以上の結果から、少なくとも国内(日本)においては、直交表やHAYST法が占める割合は、All-Pair法などの手法よりおおよそ90倍注目されている、ということになります。あくまでもWebページ数の単純合計からの推測ですが。この差は非常に大きなものがあります("直交表"単独では実験計画法関係の多くのページがヒットしてしまうため"ソフト"と"テスト"という単語を追加しました)。それに対して全世界での直交表の占める割合は半分以下であり、All-Pairs法関係が過半数を占めています

日本でソフトウェアの組み合わせテスト技法として直交表に多くの関心が集まる理由として、田口玄一博士の存在は無視できないでしょう。博士は1924年生まれ。1980年、田口博士はAT&Tのベル研究所を訪れ品質保証部の仕事を手伝いました。また米国のゼロックス社でも品質工学の手法について議論を行ないました。田口博士の優れた手法は「タグチメソッド」として紹介され、米国の主力産業界に大きな影響を与えました。

田口博士の業績の1つとして、直交表を使いやすくした点にあります。直交表は少ない実験回数で結果に最も大きな影響を与える因子を見つけ出す方法としてタグチメソッドを取り入れることで、より使いやすいものとなりました。

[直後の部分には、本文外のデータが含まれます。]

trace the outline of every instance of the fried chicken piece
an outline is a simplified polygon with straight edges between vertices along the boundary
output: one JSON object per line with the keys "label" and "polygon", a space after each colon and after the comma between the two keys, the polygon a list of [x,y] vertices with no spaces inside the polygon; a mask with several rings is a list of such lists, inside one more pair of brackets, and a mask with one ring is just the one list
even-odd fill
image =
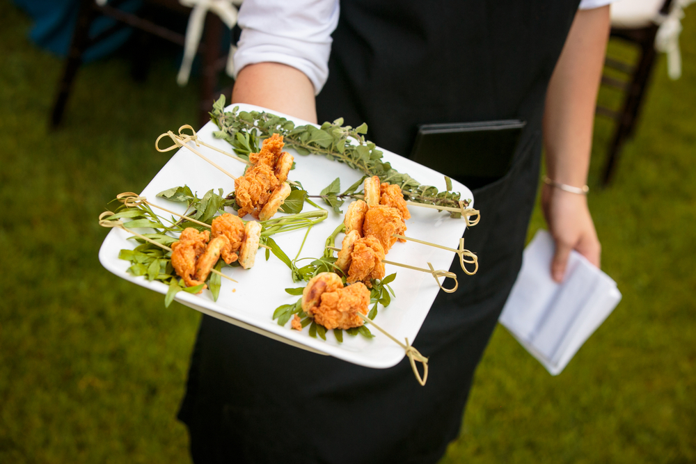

直交表の用途が少ない実験回数で結果に最も大きな影響を与える因子を見つけ出すことにあるため、実験の組み合わせには同じ2因子間の組み合わせが同一回数現れるという性質があります。このことは2因子間のみならず3因子間の組み合わせもバランスよく現れること、実験に影響を与えるノイズの存在を検出できること、などの特徴につながっています。

こうした直交表の特徴をソフトウェアの組み合わせテストにも適用できないかということで1980年代の半ばから直交表を使った組み合わせテストの研究が発展してきました。こうした歴史的経緯から、日本では直交表ベースの組み合わせテストに注目が集まってきたということが言えると思います。

それにしても日本におけるAll-Pair法に対する関心のなさは異常と言ってもいいようです。そういう私も最初は直交表に関心を持ったものでした。3因子間の組み合わせもある程度網羅できることが直交表のメリットとして私には意識されました。直交表をめぐる話題には特有の専門用語が数多く出現しますが、そういった手法をマスターしようとすることが魅力的に思えるのかもしれません。直交表ベースの組み合わせテストツールを作成するには実験計画法の知識が必要とされますが、これが1つの難関になっていると思います。直交表ベースのツール開発には多大なコストが必要となり、そうして開発したツールを無償で公開するなどということは考えられないことです。

All-Pair法は1990年代の初めから主として米国で研究・発展してきました。直交表が実験計画法から生まれたのに対し、All-Pair法は最初からソフトウェアの組み合わせテスト技法として研究されてきました。米国ではAETGなどに代表されるように優れたAll-Pair法の有償のツールが有名です。All-Pair法のツールは何よりも2因子間の網羅率を100%とすることを最優先にしています。直交表ベースのツールでは制約の関係にある因子間では通常の重要性の場合、網羅率を80%程度とすることにしています(HAYST法の場合)。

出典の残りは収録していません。